As an aside, Xiao-Li mentioned the idea of Bayesian sufficiency and Bayesian ancilarity in the construction of his data augmentation schemes. He then concluded that sufficiency is identical in classical and Bayesian approaches, while ancilarity could be defined in several ways. I have already posted on that, but it seems to me that sufficiency is a weaker notion in the Bayesian perspective in the sense that all that matters is that the posterior is the same given the observation y and given the observed statistics, rather than uniformly over all possible values of the random variable Y as in the classical sense. As for ancilarity, it is also natural to consider that an ancillary statistics does not bring information on the parameter, i.e. that the prior and the posterior distributions are the same given the observed ancillary statistics. Going further to define ancilarity as posterior independence between “true” parameters and auxiliary variables, as Xiao-Li suggested, does not seem very sound as it leads to the paradoxes Basu liked so much!

Today, the overlap with the previous meetings in Bristol and in Banff was again limited: Arnaud Doucet rewrote his talk towards less technicity, which means I got the idea much more clearly than last week.

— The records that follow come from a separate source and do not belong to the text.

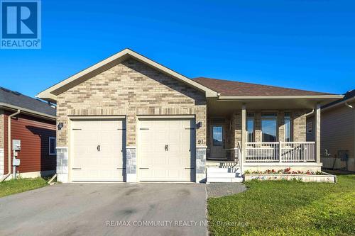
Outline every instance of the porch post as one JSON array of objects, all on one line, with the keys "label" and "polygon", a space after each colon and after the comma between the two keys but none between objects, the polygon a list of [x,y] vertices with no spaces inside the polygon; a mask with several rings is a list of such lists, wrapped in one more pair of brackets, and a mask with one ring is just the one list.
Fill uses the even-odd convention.
[{"label": "porch post", "polygon": [[315,111],[315,158],[320,163],[320,104],[317,104]]},{"label": "porch post", "polygon": [[246,159],[246,110],[245,104],[241,106],[241,172],[244,173],[244,161]]}]

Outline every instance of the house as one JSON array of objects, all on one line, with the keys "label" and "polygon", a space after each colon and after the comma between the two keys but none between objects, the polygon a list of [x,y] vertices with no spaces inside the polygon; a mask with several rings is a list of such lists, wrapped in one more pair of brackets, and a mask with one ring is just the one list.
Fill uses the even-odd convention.
[{"label": "house", "polygon": [[[355,172],[355,90],[322,107],[321,161],[323,167]],[[315,117],[307,118],[307,140],[315,140]]]},{"label": "house", "polygon": [[320,127],[316,141],[306,142],[306,115],[315,108],[319,120],[320,106],[342,97],[190,79],[129,49],[38,96],[57,103],[62,182],[204,182],[207,169],[217,178],[227,169],[231,181],[247,169],[320,170]]},{"label": "house", "polygon": [[55,174],[55,109],[0,87],[1,181],[13,177],[13,157],[20,160],[16,173],[21,177]]}]

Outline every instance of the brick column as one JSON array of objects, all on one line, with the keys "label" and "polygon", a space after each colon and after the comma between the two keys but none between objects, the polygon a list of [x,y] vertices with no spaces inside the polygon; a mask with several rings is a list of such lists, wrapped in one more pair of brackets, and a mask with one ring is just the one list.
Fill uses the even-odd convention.
[{"label": "brick column", "polygon": [[137,157],[136,147],[126,147],[126,181],[137,181]]},{"label": "brick column", "polygon": [[67,147],[57,147],[57,181],[67,183],[68,176],[68,155]]},{"label": "brick column", "polygon": [[320,164],[320,104],[317,104],[315,111],[315,158]]},{"label": "brick column", "polygon": [[196,147],[196,183],[206,181],[206,150],[207,147]]},{"label": "brick column", "polygon": [[241,158],[240,159],[241,172],[243,174],[243,164],[245,161],[246,149],[246,110],[245,104],[241,106]]}]

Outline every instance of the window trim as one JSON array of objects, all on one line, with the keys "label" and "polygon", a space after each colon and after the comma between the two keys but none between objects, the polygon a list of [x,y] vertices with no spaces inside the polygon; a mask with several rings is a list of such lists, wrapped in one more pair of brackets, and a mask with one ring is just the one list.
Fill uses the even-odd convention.
[{"label": "window trim", "polygon": [[[286,113],[288,113],[286,116]],[[286,141],[286,119],[290,120],[290,140]],[[283,125],[284,125],[284,131],[283,131],[283,140],[284,142],[293,142],[293,119],[291,116],[290,112],[285,112],[283,115]]]},{"label": "window trim", "polygon": [[55,145],[55,148],[54,148],[54,150],[55,150],[55,151],[54,151],[54,152],[50,152],[50,140],[54,140],[55,143],[55,142],[56,142],[56,138],[55,138],[55,137],[48,137],[48,154],[49,154],[49,155],[50,155],[50,156],[54,156],[54,155],[56,155],[56,154],[57,154],[57,149],[56,149],[56,147],[57,147],[56,146],[57,146],[57,145]]}]

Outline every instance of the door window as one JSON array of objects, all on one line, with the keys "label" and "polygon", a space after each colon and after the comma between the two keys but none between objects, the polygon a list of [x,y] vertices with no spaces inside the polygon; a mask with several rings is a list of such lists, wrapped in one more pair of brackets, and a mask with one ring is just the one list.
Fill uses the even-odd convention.
[{"label": "door window", "polygon": [[212,139],[214,146],[222,146],[223,142],[223,128],[222,126],[213,126]]},{"label": "door window", "polygon": [[276,114],[268,113],[262,115],[261,131],[263,142],[277,141],[277,120]]}]

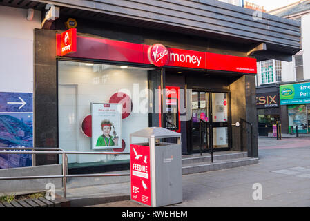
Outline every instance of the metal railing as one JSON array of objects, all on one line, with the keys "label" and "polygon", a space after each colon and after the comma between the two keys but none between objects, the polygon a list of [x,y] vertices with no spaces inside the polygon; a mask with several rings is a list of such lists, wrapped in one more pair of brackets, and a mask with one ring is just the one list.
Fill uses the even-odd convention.
[{"label": "metal railing", "polygon": [[[23,150],[23,151],[20,151]],[[32,150],[28,151],[26,150]],[[35,150],[35,151],[33,151]],[[61,154],[62,155],[62,175],[37,175],[37,176],[18,176],[18,177],[0,177],[0,180],[31,180],[31,179],[51,179],[51,178],[62,178],[64,197],[66,198],[67,195],[66,178],[72,177],[114,177],[114,176],[129,176],[130,174],[77,174],[69,175],[67,171],[68,167],[68,154],[88,154],[88,155],[130,155],[129,153],[121,152],[79,152],[79,151],[65,151],[59,148],[38,148],[38,147],[25,147],[25,148],[0,148],[0,154]]]}]

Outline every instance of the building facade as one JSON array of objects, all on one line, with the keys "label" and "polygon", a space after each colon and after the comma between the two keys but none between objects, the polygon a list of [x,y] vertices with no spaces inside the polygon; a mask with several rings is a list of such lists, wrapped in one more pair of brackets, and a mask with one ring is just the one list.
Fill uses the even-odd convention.
[{"label": "building facade", "polygon": [[[267,93],[271,90],[278,91],[277,96],[281,99],[280,108],[273,109],[272,113],[267,112],[263,114],[260,111],[260,114],[258,113],[258,115],[259,124],[261,127],[264,125],[269,128],[267,131],[269,135],[271,135],[272,128],[270,124],[264,122],[272,122],[268,119],[274,118],[274,115],[278,116],[277,120],[282,123],[282,133],[296,133],[296,126],[298,126],[299,133],[310,132],[308,129],[309,126],[308,119],[310,119],[310,115],[308,114],[307,90],[300,90],[300,88],[306,88],[305,85],[307,86],[307,82],[310,81],[310,66],[309,62],[307,62],[309,61],[310,53],[307,49],[310,44],[309,9],[310,1],[301,1],[269,12],[273,15],[300,22],[302,35],[302,50],[293,56],[291,61],[266,60],[258,63],[257,91],[262,93]],[[291,91],[288,88],[290,88],[293,93],[295,92],[295,87],[296,91],[299,92],[299,95],[302,92],[305,92],[300,102],[297,102],[297,97],[291,94],[288,95]],[[271,123],[275,124],[275,122]],[[258,130],[260,131],[260,128]],[[264,135],[262,133],[260,135],[268,134],[264,133]]]},{"label": "building facade", "polygon": [[[41,12],[43,23],[46,1],[26,2]],[[256,61],[298,52],[298,22],[267,14],[258,21],[250,9],[213,1],[53,3],[59,18],[33,32],[35,146],[127,153],[131,133],[162,126],[182,134],[183,154],[199,152],[203,140],[204,148],[258,156],[257,140],[249,149],[233,124],[243,119],[257,126]],[[77,26],[67,36],[65,24],[75,24],[70,21]],[[279,34],[280,28],[287,31]],[[72,155],[68,160],[72,171],[95,172],[128,165],[129,157]],[[61,162],[52,155],[33,161]]]}]

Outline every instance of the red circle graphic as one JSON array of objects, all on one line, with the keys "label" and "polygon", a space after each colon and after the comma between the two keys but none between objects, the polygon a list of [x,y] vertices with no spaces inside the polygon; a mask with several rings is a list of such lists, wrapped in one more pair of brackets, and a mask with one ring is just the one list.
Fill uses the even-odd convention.
[{"label": "red circle graphic", "polygon": [[113,95],[110,98],[109,103],[122,104],[122,119],[128,117],[133,110],[133,102],[130,97],[122,92],[117,92]]},{"label": "red circle graphic", "polygon": [[114,152],[123,152],[125,150],[126,143],[124,139],[122,139],[122,148],[113,149]]},{"label": "red circle graphic", "polygon": [[81,124],[83,133],[88,137],[92,137],[92,115],[89,115],[83,119]]}]

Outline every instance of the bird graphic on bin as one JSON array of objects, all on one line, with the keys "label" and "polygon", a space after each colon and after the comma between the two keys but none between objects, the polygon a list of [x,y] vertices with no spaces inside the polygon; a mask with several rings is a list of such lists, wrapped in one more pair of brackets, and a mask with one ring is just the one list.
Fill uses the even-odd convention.
[{"label": "bird graphic on bin", "polygon": [[142,155],[141,154],[139,154],[137,153],[137,151],[135,150],[135,148],[133,147],[133,152],[135,153],[135,159],[136,160],[139,160],[141,157],[143,157],[143,155]]},{"label": "bird graphic on bin", "polygon": [[147,161],[147,157],[144,156],[144,160],[143,160],[143,162],[144,162],[144,164],[147,164],[148,161]]},{"label": "bird graphic on bin", "polygon": [[143,188],[144,188],[144,189],[148,189],[148,186],[146,186],[146,184],[143,182],[143,180],[142,180],[142,186],[143,186]]}]

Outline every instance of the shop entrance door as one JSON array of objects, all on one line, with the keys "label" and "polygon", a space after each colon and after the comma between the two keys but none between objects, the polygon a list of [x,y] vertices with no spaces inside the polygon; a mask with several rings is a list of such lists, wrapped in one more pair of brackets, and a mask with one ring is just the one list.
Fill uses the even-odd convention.
[{"label": "shop entrance door", "polygon": [[192,92],[191,152],[200,151],[201,146],[202,150],[229,149],[229,105],[227,93]]}]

The idea of having a sequence of pseudo-parameters with the same pseudo-prior seems to open a wide range of possible adaptive schemes. Faming Liang also gave a talk fairly similar to the one he presented in Banff. And David van Dyk as well, which led me to think anew about collapsed Gibbs samplers in connection with ABC and a project I just started here in Edinburgh.

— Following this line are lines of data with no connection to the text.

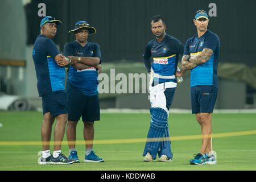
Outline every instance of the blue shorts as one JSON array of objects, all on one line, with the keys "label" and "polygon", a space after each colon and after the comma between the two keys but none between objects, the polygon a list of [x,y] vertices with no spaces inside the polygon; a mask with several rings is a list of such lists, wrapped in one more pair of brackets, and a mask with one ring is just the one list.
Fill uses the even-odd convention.
[{"label": "blue shorts", "polygon": [[98,94],[85,95],[67,82],[68,120],[94,122],[100,120]]},{"label": "blue shorts", "polygon": [[191,87],[192,114],[213,112],[218,89],[212,85]]},{"label": "blue shorts", "polygon": [[65,90],[51,92],[42,96],[43,114],[52,115],[68,113],[68,96]]}]

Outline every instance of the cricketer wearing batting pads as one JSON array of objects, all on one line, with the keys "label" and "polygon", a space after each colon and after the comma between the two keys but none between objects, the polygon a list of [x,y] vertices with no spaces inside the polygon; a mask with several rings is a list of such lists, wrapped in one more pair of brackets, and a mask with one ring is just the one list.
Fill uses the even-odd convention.
[{"label": "cricketer wearing batting pads", "polygon": [[218,36],[207,30],[208,15],[204,10],[197,11],[193,19],[197,34],[187,40],[182,57],[181,76],[191,72],[192,113],[201,126],[202,145],[191,164],[216,164],[212,148],[212,113],[216,101],[218,84],[217,71],[220,55]]},{"label": "cricketer wearing batting pads", "polygon": [[158,154],[159,161],[171,162],[172,153],[167,119],[177,85],[178,56],[183,54],[184,46],[166,33],[166,25],[160,15],[152,18],[151,25],[156,38],[147,44],[143,59],[148,72],[151,73],[149,88],[151,121],[143,156],[144,161],[151,162]]}]

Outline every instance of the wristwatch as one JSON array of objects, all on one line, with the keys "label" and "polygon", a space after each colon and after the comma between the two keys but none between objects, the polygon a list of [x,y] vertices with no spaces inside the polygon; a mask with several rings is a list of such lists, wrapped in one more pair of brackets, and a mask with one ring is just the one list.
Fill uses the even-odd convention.
[{"label": "wristwatch", "polygon": [[188,57],[187,57],[187,60],[188,62],[189,62],[189,58],[190,58],[190,57],[191,57],[191,55],[189,55]]}]

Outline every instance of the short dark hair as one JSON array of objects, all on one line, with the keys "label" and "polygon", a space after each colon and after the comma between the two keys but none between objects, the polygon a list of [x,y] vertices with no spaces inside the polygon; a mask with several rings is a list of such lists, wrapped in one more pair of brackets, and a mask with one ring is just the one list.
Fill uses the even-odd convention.
[{"label": "short dark hair", "polygon": [[164,24],[164,20],[163,17],[162,17],[160,15],[154,15],[151,18],[150,24],[151,24],[152,22],[153,22],[153,23],[158,22],[160,20],[161,20],[163,23]]},{"label": "short dark hair", "polygon": [[152,22],[153,22],[153,23],[158,22],[160,20],[161,20],[163,23],[164,24],[164,20],[163,17],[162,17],[160,15],[154,15],[151,18],[150,24]]}]

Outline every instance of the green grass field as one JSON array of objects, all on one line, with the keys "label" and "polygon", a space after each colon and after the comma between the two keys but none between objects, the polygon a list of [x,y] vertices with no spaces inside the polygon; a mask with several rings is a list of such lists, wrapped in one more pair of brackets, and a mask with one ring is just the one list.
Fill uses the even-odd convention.
[{"label": "green grass field", "polygon": [[[95,123],[94,150],[105,162],[75,163],[72,165],[39,165],[38,152],[40,145],[40,129],[43,115],[36,111],[0,111],[0,170],[92,170],[92,171],[233,171],[256,170],[256,113],[213,114],[213,150],[217,154],[217,165],[192,166],[189,160],[201,147],[201,139],[191,139],[200,135],[195,115],[171,114],[168,119],[173,162],[143,162],[142,156],[150,126],[150,114],[101,114]],[[81,121],[77,126],[77,145],[79,156],[83,161],[85,146],[82,144]],[[251,133],[246,131],[253,131]],[[244,133],[237,133],[245,131]],[[233,134],[231,136],[229,134]],[[184,138],[181,138],[185,136]],[[216,137],[214,137],[216,136]],[[127,139],[133,139],[131,143]],[[52,140],[53,138],[52,138]],[[114,141],[118,143],[114,143]],[[66,136],[64,141],[67,140]],[[21,142],[34,141],[26,145]],[[114,141],[114,142],[113,142]],[[6,145],[3,142],[16,142]],[[53,146],[50,147],[52,152]],[[65,144],[61,151],[68,155]]]}]

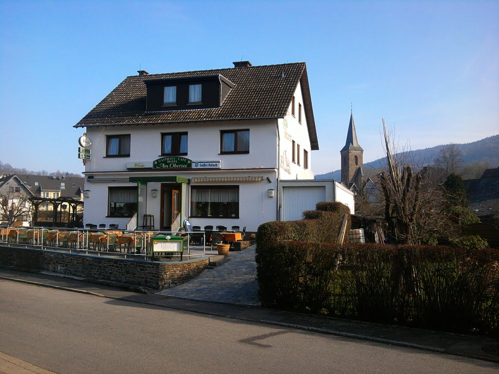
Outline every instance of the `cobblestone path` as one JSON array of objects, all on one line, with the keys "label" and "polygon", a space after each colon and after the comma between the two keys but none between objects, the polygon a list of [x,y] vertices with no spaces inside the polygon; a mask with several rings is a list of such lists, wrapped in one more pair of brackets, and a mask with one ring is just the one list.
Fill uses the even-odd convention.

Otherwise, the intense schedule of the day saw us through eleven talks. Daniele Impartato called for distributions (in the physics or Laurent Schwarz’ meaning of the term!) to decrease the variance of Monte Carlo estimations, an approach I hope to look further as Schwarz’ book is the first math book I ever bought!, an investment I tried to capitalize once in writing a paper mixing James-Stein estimation and distributions for generalised integration by part, paper that was repeatedly rejected until I gave up! Jim Griffin showed us improvements brought in the exploration of large number of potential covariates in linear and generalised linear models. Natesh Pillai tried to drag us through several of his papers on covariance matrix estimation, although I fear he lost me along the way! Let me perversely blame the schedule (rather than an early rise to run around Arthur’s Seat!) for falling asleep during Alex Beskos’ talk on Hamiltonian MCMC for diffusions, even though I was looking forward this talk. (Apologies to Alex!) Then Simon Byrne gave us a quick tour of differential geometry in connection with orthogonalization for Hamiltonian MCMC. Which brought me back very briefly to this early time I was still considering starting a PhD in differential geometry and then even more briefly played with the idea of mixing differential geometry and statistics à la Shun’ichi  Amari…. Ian Murray and  Simo Sarkka completed the day with a cartoonesque talk on latent Gaussians that connected well with Xiao-Li’s and a talk on Gaussian approximations to diffusions with unknown parameters, which kept within the main theme of the conference, namely inference on partly observed diffusions.

As written above, this was too intense a day, with hardly any free time to discuss about the talks or the ongoing projects, which makes me prefer the pace adopted in Bristol or in Banff. Having to meet a local student on leave from Dauphine for a year here did not help of course!)